Irish Soda Bread is an easy, no-mess, no-knead, one-bowl bread that gains its volume and deliciously sour flavor by using baking powder, baking soda and "buttermilk" as baking agents. This vegan version of the yeast-free classic is great for weeknight meals as it requires little in preparation and just over an hour in the oven. If baking for someone on a gluten-free diet, use a combination of spelt flour and rice flour in place of the all-purpose flour, reducing the total amount by 1/4 cup.
Serves 8 to 10
Prep Time: 10 minutes
Cook Time: 1 hour, 10 minutes
Total Time: 1 hour, 20 minutes
- 1 T. and 1 t. apple cider vinegar
- 1 ¼ cup dairy-free soymilk
- 2½ cups all-purpose flour
- ½ cup toasted wheat germ
- ¾ t. baking soda
- 1 t. baking powder
- 1½ t. salt
- ¼ cup pumpkin seeds or sunflower seeds, or a combination of your choice
- 1 ½ T. olive oil
1. Preheat the oven to 350 F. Line a large baking sheet with parchment paper and set aside.
2. In a small bowl or measuring pitcher, combine the vinegar and soymilk, whisking until just combined and slightly thickened. Set aside for 5-10 minutes.

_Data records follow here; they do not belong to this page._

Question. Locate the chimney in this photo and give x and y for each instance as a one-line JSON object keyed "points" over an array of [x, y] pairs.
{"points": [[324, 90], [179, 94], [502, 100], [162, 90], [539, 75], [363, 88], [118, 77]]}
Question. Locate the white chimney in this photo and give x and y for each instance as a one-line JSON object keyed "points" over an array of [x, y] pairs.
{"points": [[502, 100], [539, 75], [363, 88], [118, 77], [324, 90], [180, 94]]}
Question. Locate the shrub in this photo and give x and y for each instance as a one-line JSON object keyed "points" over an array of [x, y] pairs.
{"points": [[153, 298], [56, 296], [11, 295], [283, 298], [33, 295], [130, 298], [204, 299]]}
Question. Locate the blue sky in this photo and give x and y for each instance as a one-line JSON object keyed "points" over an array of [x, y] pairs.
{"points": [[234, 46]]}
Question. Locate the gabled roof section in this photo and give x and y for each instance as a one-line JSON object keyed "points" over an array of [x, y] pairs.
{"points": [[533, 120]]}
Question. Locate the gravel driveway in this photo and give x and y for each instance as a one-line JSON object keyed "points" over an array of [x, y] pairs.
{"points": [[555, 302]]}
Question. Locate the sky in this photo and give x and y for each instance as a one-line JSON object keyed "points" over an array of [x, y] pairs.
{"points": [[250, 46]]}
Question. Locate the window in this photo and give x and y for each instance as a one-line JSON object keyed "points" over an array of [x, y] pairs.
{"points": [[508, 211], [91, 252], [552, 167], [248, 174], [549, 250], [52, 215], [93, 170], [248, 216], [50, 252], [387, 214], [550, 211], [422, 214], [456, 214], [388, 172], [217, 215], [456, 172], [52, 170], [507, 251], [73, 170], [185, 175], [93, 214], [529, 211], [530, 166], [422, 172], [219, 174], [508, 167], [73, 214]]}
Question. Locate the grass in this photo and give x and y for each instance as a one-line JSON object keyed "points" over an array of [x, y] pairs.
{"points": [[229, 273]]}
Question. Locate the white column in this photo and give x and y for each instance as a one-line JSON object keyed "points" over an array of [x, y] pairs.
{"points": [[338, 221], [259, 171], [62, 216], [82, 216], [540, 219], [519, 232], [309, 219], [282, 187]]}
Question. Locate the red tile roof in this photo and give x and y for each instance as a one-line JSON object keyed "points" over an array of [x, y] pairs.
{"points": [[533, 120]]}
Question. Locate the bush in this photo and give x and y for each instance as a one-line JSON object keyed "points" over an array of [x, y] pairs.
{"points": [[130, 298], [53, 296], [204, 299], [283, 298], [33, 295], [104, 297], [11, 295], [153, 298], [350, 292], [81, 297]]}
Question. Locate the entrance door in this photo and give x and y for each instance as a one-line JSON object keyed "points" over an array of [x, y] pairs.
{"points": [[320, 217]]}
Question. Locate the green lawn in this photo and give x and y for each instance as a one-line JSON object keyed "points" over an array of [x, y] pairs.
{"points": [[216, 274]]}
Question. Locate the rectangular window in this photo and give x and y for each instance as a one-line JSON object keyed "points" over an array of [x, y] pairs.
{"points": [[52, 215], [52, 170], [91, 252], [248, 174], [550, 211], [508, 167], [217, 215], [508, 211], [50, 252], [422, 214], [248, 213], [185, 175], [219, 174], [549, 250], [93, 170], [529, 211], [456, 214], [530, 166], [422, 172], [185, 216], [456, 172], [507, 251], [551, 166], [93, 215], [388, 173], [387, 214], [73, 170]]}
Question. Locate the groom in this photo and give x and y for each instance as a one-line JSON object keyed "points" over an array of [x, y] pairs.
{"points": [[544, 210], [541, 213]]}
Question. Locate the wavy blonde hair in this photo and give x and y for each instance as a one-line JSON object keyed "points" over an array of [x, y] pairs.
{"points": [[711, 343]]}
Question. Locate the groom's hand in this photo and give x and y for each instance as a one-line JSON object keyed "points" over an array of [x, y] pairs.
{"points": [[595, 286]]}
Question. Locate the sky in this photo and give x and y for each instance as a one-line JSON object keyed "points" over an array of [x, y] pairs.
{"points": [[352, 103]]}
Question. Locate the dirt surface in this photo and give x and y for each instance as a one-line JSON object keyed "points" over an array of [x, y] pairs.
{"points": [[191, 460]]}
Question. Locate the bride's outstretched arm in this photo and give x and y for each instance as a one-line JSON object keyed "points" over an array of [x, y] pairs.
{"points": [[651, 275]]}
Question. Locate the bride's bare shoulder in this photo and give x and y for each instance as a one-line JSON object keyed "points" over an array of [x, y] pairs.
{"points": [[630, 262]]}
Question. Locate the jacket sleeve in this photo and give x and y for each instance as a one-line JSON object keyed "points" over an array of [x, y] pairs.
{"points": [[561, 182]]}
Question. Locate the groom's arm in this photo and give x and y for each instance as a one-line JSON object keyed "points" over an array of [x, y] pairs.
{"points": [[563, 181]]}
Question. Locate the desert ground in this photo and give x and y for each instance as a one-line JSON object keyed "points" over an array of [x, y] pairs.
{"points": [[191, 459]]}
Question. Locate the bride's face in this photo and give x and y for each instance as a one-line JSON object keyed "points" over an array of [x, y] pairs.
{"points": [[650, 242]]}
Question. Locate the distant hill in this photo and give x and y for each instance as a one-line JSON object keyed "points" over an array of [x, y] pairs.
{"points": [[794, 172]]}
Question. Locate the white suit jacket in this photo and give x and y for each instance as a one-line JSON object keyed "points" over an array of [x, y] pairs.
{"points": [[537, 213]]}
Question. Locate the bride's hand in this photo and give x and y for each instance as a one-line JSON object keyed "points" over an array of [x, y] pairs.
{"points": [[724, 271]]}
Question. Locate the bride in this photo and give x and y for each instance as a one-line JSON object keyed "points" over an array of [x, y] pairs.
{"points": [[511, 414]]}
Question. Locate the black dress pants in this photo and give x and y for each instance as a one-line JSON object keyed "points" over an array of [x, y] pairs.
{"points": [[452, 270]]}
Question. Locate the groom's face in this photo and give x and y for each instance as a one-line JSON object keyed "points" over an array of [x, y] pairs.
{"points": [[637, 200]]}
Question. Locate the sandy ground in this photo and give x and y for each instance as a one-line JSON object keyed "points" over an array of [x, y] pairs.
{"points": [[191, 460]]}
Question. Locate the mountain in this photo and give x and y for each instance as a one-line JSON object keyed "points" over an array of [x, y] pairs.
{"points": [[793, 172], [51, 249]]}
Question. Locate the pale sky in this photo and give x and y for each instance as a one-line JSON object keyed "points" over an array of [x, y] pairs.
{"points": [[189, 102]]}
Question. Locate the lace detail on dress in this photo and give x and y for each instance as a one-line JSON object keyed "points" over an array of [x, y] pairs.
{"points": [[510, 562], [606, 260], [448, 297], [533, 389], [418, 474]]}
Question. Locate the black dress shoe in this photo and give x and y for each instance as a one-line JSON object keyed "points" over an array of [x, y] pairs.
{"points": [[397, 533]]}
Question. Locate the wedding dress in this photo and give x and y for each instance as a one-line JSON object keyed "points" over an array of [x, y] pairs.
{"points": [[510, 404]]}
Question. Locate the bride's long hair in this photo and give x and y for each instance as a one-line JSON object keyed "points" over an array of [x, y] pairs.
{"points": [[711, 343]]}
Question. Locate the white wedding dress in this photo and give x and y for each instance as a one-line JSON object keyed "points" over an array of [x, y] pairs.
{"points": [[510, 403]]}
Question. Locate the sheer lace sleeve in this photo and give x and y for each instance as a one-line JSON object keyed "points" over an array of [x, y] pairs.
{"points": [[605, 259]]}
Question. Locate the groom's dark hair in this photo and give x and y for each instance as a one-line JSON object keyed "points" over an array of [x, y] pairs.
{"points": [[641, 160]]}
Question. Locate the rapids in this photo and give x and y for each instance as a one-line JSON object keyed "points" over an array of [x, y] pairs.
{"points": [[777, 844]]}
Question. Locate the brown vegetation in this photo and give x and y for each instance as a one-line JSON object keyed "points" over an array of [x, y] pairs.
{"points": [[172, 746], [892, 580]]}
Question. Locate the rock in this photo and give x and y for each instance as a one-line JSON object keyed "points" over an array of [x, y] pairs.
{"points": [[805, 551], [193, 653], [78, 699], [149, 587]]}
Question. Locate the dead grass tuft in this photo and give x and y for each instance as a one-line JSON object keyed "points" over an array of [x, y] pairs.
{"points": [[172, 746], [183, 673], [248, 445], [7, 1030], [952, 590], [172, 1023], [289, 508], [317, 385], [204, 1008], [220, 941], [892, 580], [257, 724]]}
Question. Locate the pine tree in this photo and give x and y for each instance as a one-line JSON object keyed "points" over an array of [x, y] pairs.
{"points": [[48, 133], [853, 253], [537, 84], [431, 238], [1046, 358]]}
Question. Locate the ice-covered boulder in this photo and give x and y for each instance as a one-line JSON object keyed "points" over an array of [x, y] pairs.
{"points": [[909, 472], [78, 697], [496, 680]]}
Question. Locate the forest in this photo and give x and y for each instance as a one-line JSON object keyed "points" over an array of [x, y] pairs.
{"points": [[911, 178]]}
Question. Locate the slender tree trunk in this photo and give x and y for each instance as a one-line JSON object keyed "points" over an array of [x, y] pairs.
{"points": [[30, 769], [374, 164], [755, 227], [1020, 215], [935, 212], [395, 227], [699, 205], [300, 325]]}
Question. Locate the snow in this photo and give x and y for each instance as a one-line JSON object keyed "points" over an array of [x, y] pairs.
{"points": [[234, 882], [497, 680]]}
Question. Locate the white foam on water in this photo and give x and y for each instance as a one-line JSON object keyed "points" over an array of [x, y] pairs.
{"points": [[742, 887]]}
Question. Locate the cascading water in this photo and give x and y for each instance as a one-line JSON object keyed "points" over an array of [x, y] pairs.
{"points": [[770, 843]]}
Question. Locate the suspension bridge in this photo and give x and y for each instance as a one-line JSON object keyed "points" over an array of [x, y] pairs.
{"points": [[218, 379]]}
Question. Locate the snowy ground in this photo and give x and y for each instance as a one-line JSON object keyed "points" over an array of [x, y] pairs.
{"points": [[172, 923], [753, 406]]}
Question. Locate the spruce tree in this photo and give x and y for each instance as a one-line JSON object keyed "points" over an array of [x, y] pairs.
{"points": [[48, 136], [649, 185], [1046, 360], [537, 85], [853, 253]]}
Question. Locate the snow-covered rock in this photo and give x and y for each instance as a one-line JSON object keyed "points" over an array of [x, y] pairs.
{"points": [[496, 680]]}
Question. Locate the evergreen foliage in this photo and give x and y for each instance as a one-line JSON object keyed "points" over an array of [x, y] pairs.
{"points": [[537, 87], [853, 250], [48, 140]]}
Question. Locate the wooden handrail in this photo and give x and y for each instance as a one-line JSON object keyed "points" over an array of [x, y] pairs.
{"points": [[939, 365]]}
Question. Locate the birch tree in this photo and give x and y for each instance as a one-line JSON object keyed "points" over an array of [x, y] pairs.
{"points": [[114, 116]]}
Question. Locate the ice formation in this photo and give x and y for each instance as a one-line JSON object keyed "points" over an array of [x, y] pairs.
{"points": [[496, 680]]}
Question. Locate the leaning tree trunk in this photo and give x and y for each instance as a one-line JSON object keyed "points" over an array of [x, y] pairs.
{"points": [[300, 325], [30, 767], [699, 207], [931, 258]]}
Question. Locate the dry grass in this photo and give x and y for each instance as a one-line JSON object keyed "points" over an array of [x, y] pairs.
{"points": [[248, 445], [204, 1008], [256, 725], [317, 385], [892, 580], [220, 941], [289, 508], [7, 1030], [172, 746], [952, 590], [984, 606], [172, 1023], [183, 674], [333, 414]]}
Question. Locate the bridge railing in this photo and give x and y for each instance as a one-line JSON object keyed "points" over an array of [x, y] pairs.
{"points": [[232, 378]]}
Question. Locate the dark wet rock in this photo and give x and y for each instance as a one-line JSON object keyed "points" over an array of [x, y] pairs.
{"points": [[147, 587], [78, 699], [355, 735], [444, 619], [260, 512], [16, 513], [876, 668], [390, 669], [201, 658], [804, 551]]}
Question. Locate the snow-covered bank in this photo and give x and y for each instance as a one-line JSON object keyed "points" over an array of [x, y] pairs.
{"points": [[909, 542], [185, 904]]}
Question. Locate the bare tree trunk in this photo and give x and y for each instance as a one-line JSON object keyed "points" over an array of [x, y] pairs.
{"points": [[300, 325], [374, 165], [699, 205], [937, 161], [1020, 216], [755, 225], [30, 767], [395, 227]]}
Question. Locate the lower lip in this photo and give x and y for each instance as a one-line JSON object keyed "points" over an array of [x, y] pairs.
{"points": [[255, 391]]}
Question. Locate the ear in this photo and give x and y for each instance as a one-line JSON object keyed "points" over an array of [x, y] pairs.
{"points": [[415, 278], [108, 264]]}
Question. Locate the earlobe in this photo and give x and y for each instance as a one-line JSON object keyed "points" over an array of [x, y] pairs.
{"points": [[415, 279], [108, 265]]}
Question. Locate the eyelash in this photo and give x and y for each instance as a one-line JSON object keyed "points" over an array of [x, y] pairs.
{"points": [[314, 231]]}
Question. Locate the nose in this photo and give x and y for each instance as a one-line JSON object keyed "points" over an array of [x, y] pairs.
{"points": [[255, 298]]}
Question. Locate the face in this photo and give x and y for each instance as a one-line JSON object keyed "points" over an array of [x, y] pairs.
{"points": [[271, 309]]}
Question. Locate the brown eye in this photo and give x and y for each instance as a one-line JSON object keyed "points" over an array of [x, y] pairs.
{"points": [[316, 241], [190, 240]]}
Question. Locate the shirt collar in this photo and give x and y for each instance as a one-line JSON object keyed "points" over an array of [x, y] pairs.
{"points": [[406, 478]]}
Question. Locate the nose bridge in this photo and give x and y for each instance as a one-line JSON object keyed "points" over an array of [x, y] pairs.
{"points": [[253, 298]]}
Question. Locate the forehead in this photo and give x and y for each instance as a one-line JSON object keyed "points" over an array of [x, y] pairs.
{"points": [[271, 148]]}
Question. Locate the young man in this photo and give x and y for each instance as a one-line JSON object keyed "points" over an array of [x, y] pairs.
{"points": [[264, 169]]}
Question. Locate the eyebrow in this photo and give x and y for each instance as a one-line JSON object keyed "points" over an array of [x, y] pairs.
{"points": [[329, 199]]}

3. Meanwhile, in a medium-sized mixing bowl, combine the flour, wheat germ, baking soda, baking powder, salt and seeds, mixing until well combined.
4. Make a well in the center of the dry ingredients. Combine the soymilk mixture with the olive oil and pour this into the well. Using a wooden spoon or your hands, pull the flour from the sides of the bowl into the well, folding in the dry mixture with the wet until forming a soft dough.
5.Press the dough into the shape of a round, using the bowl as a guide, and place on the prepared baing sheet. With a sharp, dry knife, make an "x" in the top of the round that extends almost to the edges. Bake for about 1 hour and 15 minutes, or until golden brown.